Fabrication and Characterization of Low-Size and Compact AlN PMUT Arrays for Advanced Ultrasonic Applications

The piezoelectric micromachined ultrasonic transducers (PMUT) are based on the flexural movement of thin membranes coupled with thin piezoelectric film. These devices can find applications in several fields, like ultrasound imaging techniques for medical diagnostics and non-destructive and real-time structural monitoring. This work proposes the manufacturing, the computational study by Finite Element Method (FEM) and the characterization of Aluminum Nitride (AlN)-based PMUT arrays, suitable as ultrasound transmitters and receivers. In detail, two PMUT arrays, shaped as annular and square matrix, respectively, were developed by an optimized manufacturing process. It exploits a controlled Bosch process, used to release the membranes without using any stop layer to control the residual Si membrane thickness, resulting in great flexibility in tuning the PMUT operating frequency.
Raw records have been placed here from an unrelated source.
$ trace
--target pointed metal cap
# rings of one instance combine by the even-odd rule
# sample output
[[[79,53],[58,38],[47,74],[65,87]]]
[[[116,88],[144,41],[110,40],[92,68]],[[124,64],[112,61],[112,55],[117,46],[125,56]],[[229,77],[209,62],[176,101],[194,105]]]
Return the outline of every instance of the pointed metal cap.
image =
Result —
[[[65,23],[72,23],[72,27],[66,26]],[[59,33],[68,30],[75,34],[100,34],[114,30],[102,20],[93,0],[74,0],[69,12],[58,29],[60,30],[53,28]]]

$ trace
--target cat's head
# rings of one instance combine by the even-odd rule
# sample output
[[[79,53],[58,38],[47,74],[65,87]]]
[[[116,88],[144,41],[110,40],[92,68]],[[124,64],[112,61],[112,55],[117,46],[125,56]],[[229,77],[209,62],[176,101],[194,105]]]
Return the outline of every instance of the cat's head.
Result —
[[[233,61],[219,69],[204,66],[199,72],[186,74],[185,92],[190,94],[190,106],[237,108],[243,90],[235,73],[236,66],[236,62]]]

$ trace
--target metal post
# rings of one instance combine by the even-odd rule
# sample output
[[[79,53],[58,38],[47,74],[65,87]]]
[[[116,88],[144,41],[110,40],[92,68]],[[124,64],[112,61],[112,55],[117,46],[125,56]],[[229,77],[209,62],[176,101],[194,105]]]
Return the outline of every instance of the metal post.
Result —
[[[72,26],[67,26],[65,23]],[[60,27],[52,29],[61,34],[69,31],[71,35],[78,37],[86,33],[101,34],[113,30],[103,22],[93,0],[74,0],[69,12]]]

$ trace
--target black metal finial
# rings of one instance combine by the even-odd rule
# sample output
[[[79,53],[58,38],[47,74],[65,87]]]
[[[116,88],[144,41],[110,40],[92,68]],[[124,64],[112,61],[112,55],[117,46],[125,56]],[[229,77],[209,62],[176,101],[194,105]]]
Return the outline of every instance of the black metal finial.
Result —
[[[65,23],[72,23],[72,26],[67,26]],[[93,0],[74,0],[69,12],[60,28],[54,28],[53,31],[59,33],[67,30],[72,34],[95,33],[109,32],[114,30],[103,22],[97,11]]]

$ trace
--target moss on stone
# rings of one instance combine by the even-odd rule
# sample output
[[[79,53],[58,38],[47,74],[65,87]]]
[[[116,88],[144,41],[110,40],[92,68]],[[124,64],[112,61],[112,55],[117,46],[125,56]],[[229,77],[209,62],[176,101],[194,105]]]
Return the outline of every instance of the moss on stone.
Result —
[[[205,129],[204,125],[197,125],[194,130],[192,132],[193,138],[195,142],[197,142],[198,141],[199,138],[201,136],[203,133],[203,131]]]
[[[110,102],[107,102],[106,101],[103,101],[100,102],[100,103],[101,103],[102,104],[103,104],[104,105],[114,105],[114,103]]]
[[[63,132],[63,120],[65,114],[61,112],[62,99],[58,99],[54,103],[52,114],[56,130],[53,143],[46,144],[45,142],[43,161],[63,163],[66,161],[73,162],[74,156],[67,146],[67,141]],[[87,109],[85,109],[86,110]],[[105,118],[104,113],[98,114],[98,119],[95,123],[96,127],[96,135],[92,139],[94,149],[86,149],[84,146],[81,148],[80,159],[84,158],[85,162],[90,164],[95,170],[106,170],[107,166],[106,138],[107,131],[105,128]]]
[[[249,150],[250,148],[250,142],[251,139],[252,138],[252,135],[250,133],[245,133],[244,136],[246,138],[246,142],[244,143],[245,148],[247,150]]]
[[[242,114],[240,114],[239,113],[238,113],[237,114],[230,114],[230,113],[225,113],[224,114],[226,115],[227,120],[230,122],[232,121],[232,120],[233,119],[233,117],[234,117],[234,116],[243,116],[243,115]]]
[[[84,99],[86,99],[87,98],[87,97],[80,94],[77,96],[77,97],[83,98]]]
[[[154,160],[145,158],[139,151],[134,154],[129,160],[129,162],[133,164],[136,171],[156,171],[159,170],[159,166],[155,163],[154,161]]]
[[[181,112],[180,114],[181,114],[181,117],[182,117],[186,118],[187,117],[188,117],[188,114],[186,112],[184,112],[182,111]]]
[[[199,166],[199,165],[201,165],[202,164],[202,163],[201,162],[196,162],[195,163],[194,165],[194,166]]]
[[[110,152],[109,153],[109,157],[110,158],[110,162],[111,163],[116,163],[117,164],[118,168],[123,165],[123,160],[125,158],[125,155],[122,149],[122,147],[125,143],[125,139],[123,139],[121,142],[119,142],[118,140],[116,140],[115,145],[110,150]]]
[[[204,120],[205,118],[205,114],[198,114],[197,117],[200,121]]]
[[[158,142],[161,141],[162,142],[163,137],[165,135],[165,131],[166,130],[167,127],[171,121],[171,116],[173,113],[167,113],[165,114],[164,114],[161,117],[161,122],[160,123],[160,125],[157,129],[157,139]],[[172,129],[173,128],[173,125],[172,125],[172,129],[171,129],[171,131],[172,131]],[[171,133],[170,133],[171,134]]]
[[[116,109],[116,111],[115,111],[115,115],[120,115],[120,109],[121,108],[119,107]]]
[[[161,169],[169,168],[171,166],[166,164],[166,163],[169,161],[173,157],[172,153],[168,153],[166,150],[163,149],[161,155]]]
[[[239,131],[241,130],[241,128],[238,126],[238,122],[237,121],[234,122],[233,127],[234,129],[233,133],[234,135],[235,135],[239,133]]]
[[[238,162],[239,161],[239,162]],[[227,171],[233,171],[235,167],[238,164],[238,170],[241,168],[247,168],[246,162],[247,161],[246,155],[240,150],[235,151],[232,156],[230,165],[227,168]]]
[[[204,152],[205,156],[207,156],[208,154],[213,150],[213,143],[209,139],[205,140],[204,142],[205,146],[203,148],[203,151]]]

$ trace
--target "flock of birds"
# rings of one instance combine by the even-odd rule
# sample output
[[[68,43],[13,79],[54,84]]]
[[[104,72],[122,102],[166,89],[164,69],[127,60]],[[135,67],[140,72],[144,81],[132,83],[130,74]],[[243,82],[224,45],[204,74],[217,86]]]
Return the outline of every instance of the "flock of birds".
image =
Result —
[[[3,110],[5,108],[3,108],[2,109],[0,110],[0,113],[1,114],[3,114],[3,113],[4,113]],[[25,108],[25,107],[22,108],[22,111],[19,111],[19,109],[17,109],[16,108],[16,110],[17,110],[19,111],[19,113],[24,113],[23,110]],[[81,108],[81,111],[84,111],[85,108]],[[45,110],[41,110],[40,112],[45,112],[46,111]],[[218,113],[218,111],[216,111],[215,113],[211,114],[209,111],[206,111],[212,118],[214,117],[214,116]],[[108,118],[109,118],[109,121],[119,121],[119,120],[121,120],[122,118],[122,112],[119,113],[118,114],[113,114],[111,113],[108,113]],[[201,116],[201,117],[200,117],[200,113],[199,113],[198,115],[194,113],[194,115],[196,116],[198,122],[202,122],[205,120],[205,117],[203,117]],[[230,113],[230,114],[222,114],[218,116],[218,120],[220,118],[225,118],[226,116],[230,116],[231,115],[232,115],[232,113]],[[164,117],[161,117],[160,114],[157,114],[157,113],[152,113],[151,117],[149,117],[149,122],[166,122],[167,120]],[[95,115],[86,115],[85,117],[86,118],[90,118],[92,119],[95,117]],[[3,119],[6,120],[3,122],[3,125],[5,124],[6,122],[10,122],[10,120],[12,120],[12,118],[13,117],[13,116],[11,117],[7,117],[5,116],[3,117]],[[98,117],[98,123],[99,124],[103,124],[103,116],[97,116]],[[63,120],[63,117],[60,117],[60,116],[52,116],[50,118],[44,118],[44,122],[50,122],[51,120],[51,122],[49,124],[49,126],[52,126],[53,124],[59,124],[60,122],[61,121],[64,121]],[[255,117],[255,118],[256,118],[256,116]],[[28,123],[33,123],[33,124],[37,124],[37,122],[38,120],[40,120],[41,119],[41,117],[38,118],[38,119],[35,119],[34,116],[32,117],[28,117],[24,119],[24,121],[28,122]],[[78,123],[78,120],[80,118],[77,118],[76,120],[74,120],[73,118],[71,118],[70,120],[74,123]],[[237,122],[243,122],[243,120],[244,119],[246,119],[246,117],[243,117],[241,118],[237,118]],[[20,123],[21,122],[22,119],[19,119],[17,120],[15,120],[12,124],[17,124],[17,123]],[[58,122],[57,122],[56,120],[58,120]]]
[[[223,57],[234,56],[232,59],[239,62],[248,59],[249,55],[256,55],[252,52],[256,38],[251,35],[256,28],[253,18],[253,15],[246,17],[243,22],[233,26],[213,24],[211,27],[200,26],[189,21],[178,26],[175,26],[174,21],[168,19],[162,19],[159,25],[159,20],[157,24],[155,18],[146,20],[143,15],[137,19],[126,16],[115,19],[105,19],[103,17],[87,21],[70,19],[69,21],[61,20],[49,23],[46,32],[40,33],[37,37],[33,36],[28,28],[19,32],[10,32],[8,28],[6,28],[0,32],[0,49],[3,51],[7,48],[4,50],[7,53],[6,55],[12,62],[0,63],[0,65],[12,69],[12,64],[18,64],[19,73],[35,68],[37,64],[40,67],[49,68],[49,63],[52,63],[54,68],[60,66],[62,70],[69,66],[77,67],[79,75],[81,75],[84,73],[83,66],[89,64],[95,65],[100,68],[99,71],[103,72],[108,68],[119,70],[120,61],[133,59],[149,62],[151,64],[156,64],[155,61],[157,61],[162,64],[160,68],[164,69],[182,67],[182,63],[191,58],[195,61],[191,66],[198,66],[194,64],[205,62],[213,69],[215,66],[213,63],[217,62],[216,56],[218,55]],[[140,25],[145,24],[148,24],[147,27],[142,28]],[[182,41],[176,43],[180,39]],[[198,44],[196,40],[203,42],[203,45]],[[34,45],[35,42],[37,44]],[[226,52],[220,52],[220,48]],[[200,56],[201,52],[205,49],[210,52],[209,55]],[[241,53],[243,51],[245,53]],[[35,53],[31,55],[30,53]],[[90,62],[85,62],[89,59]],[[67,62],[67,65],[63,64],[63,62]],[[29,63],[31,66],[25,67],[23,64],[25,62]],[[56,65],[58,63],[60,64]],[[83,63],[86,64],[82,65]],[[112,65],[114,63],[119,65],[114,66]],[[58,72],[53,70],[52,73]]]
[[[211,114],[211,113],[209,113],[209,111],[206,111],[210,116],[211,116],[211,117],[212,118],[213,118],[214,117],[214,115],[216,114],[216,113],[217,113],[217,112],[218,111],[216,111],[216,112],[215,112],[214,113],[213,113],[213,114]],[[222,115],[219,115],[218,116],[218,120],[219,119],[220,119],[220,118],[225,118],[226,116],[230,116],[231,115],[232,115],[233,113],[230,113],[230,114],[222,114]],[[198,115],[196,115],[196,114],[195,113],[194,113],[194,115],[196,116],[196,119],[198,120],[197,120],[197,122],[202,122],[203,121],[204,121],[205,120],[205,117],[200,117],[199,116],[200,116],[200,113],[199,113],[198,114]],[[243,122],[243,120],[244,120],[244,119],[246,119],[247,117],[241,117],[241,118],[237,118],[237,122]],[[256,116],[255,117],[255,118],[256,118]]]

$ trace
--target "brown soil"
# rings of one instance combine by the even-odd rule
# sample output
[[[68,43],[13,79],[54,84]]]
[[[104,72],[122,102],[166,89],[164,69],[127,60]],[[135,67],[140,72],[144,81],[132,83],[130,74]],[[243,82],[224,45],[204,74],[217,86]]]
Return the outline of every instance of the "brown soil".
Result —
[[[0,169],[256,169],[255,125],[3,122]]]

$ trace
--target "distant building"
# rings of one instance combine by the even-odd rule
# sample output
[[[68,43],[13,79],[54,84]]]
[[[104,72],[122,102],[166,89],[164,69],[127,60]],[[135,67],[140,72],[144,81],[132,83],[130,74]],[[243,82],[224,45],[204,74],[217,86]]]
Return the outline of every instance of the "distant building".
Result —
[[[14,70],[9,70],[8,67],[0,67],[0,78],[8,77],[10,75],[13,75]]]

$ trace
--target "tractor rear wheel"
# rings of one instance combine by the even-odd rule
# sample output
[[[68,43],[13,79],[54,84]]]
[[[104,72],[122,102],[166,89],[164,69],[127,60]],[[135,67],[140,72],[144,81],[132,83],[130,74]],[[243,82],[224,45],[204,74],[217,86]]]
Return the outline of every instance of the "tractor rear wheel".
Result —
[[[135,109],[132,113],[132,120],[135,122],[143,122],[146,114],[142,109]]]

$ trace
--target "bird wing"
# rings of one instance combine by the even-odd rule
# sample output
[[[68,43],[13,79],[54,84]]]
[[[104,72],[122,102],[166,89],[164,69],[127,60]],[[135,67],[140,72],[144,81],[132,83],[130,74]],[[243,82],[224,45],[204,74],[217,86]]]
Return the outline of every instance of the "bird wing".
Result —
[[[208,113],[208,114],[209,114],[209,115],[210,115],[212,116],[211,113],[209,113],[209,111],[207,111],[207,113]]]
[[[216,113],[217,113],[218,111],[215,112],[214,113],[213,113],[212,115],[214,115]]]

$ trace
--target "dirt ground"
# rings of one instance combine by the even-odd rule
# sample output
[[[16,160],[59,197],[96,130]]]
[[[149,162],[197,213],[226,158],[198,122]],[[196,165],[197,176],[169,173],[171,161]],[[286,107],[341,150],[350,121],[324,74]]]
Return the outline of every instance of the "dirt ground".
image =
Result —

The PMUT arrays were designed to operate at 2.5-3 MHz frequency. An annular configuration was deployed, featured by a common ground contact connecting all membranes’ bottom electrodes and separate contacts to drive the top electrodes of each ring. The modular structure allows easy customization depending on the application and operating scenario. AIN-based PMUT arrays were fully characterized as transmitters and receivers; in detail, time- and frequency-domain responses of a 33 square matrix and a 3-ring and 5-ring annular PMUT arrays were analyzed and discussed as a function of the number of membranes composing the probe’s rings and the amplitudes of driving pulse. Finally, fundamental mode bandwidth analysis is reported in relation of the driving voltage amplitude. Experimental tests have demonstrated that the designed annular PMUT arrays operate at a 3 MHz central frequency with a 1 MHz bandwidth.